I have spent over 50years as a seafarer, dealing with all sorts of difficulties in a hands onway, and when I was told that I had Prostate Cancer and that it was an aggressive sort, I felt I was in a worse predicament than Capt. Smith when he was called to the Bridge and told that the Titanic had collided with an Ice Berg. I had no control over what was happening and this was a totally new experience for me. What next? What, if anything, could I do to help save the ship, if I may use the nautical metaphor?

It had all started with a phone call from an old shipmate just after the New Year. There had been no symptoms, other than a slight need to pass water more frequently, which I thought was part of growing Old. My friend Terry mentioned in conversation that he'd had a PSA test and as I hadn't a clue what this was he explained.

A couple of weeks later I had a blood test for PSA and was surprised when my doctor phoned the next morning with the result.
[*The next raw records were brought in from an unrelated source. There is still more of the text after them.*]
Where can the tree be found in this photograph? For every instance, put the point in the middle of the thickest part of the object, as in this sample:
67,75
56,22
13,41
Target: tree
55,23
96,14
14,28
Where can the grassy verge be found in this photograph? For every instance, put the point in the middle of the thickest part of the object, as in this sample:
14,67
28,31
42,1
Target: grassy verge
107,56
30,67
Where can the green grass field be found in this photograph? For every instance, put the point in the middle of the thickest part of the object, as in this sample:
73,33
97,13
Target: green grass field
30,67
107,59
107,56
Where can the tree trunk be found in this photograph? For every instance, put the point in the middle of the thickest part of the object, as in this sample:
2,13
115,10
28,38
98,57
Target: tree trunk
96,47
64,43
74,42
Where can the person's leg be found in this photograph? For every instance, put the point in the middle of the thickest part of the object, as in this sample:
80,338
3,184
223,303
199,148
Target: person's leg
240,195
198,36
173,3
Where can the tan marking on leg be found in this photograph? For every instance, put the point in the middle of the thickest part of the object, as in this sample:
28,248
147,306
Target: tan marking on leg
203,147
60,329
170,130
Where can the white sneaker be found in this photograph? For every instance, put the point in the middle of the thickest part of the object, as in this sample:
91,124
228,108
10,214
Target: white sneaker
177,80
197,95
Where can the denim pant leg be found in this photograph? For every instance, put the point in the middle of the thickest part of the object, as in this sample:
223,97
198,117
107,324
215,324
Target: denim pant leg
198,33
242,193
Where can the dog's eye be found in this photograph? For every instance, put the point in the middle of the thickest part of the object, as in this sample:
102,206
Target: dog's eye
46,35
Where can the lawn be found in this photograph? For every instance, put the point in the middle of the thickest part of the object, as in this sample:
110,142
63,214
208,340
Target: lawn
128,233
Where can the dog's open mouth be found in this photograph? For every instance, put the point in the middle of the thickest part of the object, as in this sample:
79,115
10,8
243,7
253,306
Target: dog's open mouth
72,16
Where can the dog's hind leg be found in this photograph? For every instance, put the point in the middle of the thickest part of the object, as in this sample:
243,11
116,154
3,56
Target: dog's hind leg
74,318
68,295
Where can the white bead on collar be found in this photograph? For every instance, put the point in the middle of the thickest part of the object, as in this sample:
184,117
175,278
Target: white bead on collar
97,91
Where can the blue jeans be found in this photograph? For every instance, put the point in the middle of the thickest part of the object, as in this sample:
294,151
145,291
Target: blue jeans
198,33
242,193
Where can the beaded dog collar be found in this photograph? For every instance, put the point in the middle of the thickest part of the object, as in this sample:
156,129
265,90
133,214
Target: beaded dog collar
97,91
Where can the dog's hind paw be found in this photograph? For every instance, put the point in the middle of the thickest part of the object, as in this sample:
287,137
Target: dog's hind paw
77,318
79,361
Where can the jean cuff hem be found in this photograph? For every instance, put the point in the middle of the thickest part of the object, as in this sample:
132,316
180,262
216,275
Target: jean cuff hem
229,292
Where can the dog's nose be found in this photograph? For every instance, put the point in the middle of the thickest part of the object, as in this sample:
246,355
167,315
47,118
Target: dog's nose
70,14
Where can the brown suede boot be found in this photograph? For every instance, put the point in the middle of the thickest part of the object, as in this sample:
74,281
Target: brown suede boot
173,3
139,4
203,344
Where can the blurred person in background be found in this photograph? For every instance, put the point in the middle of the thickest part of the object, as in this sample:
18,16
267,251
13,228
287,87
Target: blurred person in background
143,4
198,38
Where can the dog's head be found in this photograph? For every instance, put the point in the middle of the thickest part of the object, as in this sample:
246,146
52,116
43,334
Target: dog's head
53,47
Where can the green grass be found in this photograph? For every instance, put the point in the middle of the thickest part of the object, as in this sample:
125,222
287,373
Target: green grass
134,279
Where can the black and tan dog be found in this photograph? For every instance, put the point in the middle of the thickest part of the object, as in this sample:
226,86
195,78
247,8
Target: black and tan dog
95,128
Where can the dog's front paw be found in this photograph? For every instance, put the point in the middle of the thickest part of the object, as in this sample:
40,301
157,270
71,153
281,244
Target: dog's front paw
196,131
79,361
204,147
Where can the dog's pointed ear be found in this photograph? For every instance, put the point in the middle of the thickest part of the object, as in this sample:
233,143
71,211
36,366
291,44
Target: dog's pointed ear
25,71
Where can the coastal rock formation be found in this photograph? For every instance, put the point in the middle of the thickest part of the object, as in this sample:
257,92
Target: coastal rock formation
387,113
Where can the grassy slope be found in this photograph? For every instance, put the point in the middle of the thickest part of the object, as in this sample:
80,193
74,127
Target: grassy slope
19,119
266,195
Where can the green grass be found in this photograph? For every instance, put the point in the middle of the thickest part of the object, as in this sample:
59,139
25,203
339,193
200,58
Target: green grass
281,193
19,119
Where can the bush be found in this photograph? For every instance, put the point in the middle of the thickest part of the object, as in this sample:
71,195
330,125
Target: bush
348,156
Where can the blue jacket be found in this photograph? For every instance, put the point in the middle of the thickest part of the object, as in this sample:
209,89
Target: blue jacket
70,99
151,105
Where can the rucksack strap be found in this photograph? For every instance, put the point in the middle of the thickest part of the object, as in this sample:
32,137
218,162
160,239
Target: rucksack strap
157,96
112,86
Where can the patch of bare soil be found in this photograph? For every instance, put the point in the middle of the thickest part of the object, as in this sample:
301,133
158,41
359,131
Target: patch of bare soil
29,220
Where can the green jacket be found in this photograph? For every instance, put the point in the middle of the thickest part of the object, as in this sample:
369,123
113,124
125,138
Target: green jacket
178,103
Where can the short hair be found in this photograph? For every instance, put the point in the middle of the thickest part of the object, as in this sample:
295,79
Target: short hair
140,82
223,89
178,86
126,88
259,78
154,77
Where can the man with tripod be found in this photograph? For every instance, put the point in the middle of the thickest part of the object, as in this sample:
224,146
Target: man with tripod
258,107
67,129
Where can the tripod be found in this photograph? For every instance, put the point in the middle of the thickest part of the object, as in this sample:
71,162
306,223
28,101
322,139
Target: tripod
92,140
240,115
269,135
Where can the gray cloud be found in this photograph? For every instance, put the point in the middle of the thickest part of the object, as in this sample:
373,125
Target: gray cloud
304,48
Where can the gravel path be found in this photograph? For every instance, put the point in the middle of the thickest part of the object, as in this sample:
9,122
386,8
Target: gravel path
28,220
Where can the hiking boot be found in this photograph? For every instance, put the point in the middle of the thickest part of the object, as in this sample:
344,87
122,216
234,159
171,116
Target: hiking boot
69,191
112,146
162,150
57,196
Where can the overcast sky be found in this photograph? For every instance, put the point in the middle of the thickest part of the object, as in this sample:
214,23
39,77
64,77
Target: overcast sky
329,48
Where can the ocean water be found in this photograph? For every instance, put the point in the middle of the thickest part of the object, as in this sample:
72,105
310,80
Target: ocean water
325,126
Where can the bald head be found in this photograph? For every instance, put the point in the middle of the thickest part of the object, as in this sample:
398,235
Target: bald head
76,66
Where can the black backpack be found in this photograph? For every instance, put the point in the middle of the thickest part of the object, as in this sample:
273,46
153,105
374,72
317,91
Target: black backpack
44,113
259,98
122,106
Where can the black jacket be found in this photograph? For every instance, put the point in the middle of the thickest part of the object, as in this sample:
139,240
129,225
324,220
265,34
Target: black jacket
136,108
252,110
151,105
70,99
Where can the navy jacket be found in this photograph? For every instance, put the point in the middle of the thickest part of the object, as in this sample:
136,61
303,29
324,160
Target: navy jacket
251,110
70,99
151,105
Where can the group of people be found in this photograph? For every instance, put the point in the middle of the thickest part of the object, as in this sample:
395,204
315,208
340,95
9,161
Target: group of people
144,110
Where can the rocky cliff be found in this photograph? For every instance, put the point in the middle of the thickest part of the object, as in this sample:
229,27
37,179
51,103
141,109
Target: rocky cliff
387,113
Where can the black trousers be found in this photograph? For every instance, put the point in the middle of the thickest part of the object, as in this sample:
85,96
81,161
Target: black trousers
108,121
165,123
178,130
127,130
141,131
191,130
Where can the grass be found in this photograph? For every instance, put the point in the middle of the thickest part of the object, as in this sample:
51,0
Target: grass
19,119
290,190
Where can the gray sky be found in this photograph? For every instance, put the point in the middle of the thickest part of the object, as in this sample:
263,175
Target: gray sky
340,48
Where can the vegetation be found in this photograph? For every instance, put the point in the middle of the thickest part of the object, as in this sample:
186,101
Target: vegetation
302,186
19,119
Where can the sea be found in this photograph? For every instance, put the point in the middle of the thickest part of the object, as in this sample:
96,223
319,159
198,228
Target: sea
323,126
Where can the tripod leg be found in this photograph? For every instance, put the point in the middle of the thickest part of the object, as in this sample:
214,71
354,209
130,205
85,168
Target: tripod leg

Such speed in the NHS is never a good sign!
I opted to have a biopsy rather than wait and have another PSA test and I'm glad I did.
The biopsy was done some 3 weeks later, which seemed quick enough, but as I was away in Poland when called to hear the result I had a wait of about 6 weeks from biopsy to seeing the Urologist. St Patrick's Day and his holidays meant there was no sooner appointment. Not very satisfactory as I had more than enough time to surf the net and come up with all sorts of conclusions.
 
When the diagnosis was given I was shocked. I'm 67 but in good shape, I attend the gym 3 times a week, walk and play golf, how could this happen to me? My wife felt the earth had moved. We sat in shocked silence and listened to what the Urologist had to say. I would start Hormone Therapy immediately, have a CT scan and an MRI scan (I knew what this was for) and I would then see an Oncologist.
 
My over active mind was racing and with it I imagined the cancer speeding about my body aggressively. Wasn't that what he had called it? I had the CT scan within a week of seeing the Urologist, so far so good! I had the MRI Scan about a week later, then nothing for 3 weeks. I was getting a bit frantic for news.
 
Was the Cancer contained or had it gone walk about? I eventually phoned the Cancer Unit and found out that I was referred to Dr X, the results of the scans had gone to the Urologist as the referring doctor and were then passed to the Oncologist and he had only just received them. Could this not be bypassed and things speeded up, as the waiting time to hear just how bad things are is surely the worst of times.
 
I met Dr X some 3 weeks after the last scan. From hearing the cancer diagnosis to meeting the man who was going to do something for me had taken 6 weeks and during this time I didn't know how bad things were, so when Dr. X told us that the scans had shown no cancer outside the prostate I was overjoyed. I was told that the scans were clear and that the cancer was within the prostrate. Things were looking better!
 
What next? I was told that I'd continue the Hormone Therapy for about two and a half years (at least he expected me to be about then) and that I would be given about seven and a half weeks radiotherapy which would start in around 12 weeks. 
 
There were lots more positive stuff from Dr X including a 50%-60% chance of cure, so I enquired about having a holiday before starting radiotherapy and was told this was a good idea. I then discovered that Travel Insurance, with cancer treatment pending, can be somewhat expensive, and calling with the Macmillan Cancer Charity for help produced Insure Blue who did it at reasonable cost. Things were looking up. We had a good Holiday in the Sun and settled down to wait for the start of radiotherapy, while enjoying each day of a British Summer.
 
The Radiotherapy is now complete. I had few side affects and my golfing partners are considering a dose as my game took off during treatment. Can it last? As I write I am scheduled to see Dr X next week for a review. I will take along the results of a PSA test for comparison. At the start of my treatment my biopsy showed all but one sample reading over 9. My PSA was reading 0.6 on completion of radiotherapy, and may now be Zero.
 
So the Titanic may have struck the Ice Berg, but she hasn't sunk.  Damage control is in place and all hands are manning the pumps. If it works she will make it to Dry Dock and go on to complete many more voyages.